I’m not here to justify crime. But if we want to think critically, we must look at the mechanics. How does an economy built on imitation end up producing innovation?
Let’s explore what I call “the uncomfortable economics of counterfeiting.”

1. Factories, Not Just Fakes
A counterfeit factory is still a factory. It employs people, creates logistics networks, and circulates cash.
In the early 2000s, counterfeiting was estimated to account for as much as 8% of China’s GDP (PRC State Council). Analysts testified that **millions—perhaps tens of millions—**were employed in that gray economy. Entire towns depended on it.
In a country of over a billion people, employment was the first order of stability. Counterfeit or not, these factories paid wages and kept millions fed.
2. Piracy as a Pipeline to Skills
Let’s get personal.
Back in the early 2000s in Nigeria, legitimate software was expensive, and the internet wasn’t what it is today. Many of us learned Photoshop, CorelDRAW, and even coding using pirated software.
That “piracy” wasn’t just rebellion—it was access.
Studies back this up. A 2022 paper in the Balkan Journal of Social Sciences found that as software piracy increased in developing countries, poverty decreased. Another found a positive correlation between software piracy and science and engineering graduates.
China had a name for this process: Shanzhai (山寨)—literally “bandit fortress.” Shanzhai factories learned by copying. And through imitation, they mastered design, tooling, and materials science. Counterfeiting became a boot camp for capability.
3. The Shanzhai Supply Chain
Shanzhai culture birthed more than skills; it built the world’s fastest and most flexible supply chain.
In Shenzhen’s Huaqiangbei market, entrepreneurs could assemble a new electronic prototype within a week. You could source every screw, chip, and casing in a single district.
Ironically, this “pirate” ecosystem became the foundation that global brands like Apple and Samsung later relied on. They didn’t just come to China for cheap labor—they came for an ecosystem already wired for speed and scale.
4. The Pivot: From Copycat to Competitor
After years of “faking it,” the skill base matured. The next step was inevitable: go legitimate.

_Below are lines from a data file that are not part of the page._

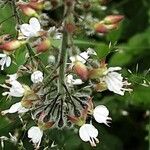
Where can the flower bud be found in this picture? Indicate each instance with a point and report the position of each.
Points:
(81, 70)
(27, 10)
(26, 103)
(102, 28)
(37, 5)
(97, 73)
(69, 3)
(70, 27)
(113, 19)
(86, 5)
(43, 46)
(46, 125)
(11, 45)
(100, 87)
(54, 3)
(104, 2)
(76, 120)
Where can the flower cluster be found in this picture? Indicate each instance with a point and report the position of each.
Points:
(60, 76)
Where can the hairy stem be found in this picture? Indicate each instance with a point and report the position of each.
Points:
(62, 61)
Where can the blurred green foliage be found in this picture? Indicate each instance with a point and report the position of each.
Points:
(130, 129)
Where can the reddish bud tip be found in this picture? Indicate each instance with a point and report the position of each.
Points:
(11, 45)
(43, 46)
(37, 5)
(70, 27)
(81, 70)
(27, 10)
(113, 19)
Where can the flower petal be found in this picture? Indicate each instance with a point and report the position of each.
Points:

Companies like Alibaba, Tencent, and Xiaomi started by emulating Western models. But they quickly outgrew imitation.
WeChat, for instance, began as a WhatsApp clone—and became a global “super app” that even Meta now imitates.
In other words, what began as piracy evolved into innovation. Counterfeiting became the training ground for transformation.
5. What Nigeria Can Learn
Now, the uncomfortable question: Should Nigeria discard this model entirely?
Probably yes—and no.
Yes, because in today’s hyperconnected world, intellectual property laws are stricter, sanctions harsher, and global supply chains far less forgiving.
But no, because the lesson remains: access breeds innovation.
Just as cheap pirated software helped many of us learn, affordable access to tools and training is how we build capability. Instead of criminalizing the gray markets in Aba, Nnewi, and Onitsha, why not empower them—through reliable power, logistics, and fair financing—to move from imitation to innovation?
Counterfeiting is not the goal. Capability is.
Final Thought
China’s counterfeit era is a messy, controversial story—but also a powerful case study.
When the formal path to industrialization didn’t exist, the informal economy created its own. It was risky, illegal, and imperfect—but it worked.
Maybe the real lesson is this: in every imitation lies a desire to create. The question is whether we’ll provide the tools to make that creation legitimate.